CECILIA KANG: Absolutely.
So, what is happening? Netflix was the first real challenge to cable TV. As much as Netflix would say that, we’re a friend of the cable TV industry, they really weren’t. Cable — people are cutting their cable subscriptions, especially in this economy, because they see that — they are sowing alternatives that present themselves over their iPhones, their Droids, their different devices.
And now Amazon is in the race as well with their Kindle laptop — their Kindle tablet. So you — this definitely plays into it. There is a fierce battle, probably one of the biggest, richest battle, if you will, fortunes really at stake, playing right now on the future of how we consume our media going forward and who are going to be the people who control and get the most money out of that.
Is that going to be Hollywood? Is it going to be the device makers? Is it going to be the software makers?
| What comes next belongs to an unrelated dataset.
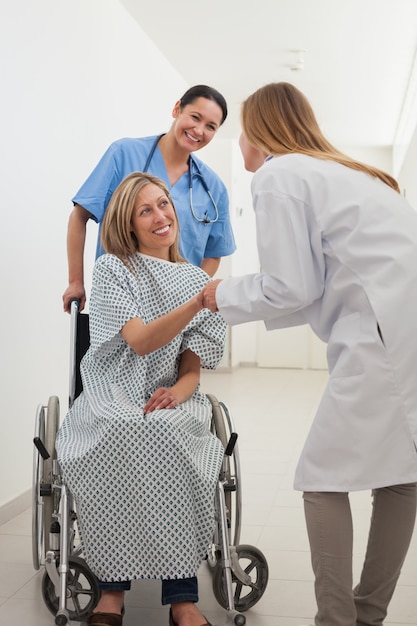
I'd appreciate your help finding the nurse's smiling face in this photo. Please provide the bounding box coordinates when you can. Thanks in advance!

Maybe it will be companies actually that have their fingers and their toes in a lot of those spaces, like Apple and Amazon.
MARGARET WARNER: So, Eric Schumacher-Rasmussen, is anyone — is any company that is offering online streaming actually self-supporting? And, if so, how do they do it? In other words, is there a financial model emerging that is an alternative to the subscriber base that Netflix does?
ERIC SCHUMACHER-RASMUSSEN: Not at the moment, no.
All the services that are having any degree of success right now, whether it’s Amazon with the streaming they offer through Amazon Prime or on demand, or whether it’s Apple with iTunes, those businesses in and of themselves are not self-supporting.
Hulu, for instance, is not still successful enough.
MARGARET WARNER: That’s for TV shows.
ERIC SCHUMACHER-RASMUSSEN: It recently took itself off the auction block. They were trying to sell Hulu and ultimately decided that there wasn’t enough interest there, simply because the business model isn’t there yet. We still don’t know whether advertising or pay-per-view or subscription is going to be the way that people want to pay for their online video content.
MARGARET WARNER: So, bottom line here, Cecilia, is Netflix still in good position to move forward?
CECILIA KANG: Sure. It’s still the 800-pound gorilla in this space.
And there aren’t many competitors that are doing exactly what they do. They have subscribers that are still very loyal to the company as well. So competition is encroaching in their space, but, in a year, we might say that that was actually a good decision, that they are moving into online purely, but maybe too fast.
MARGARET WARNER: So, a future that we definitely can’t foresee.
Cecilia Kang and Eric Rasmussen-Schumacher, thank you.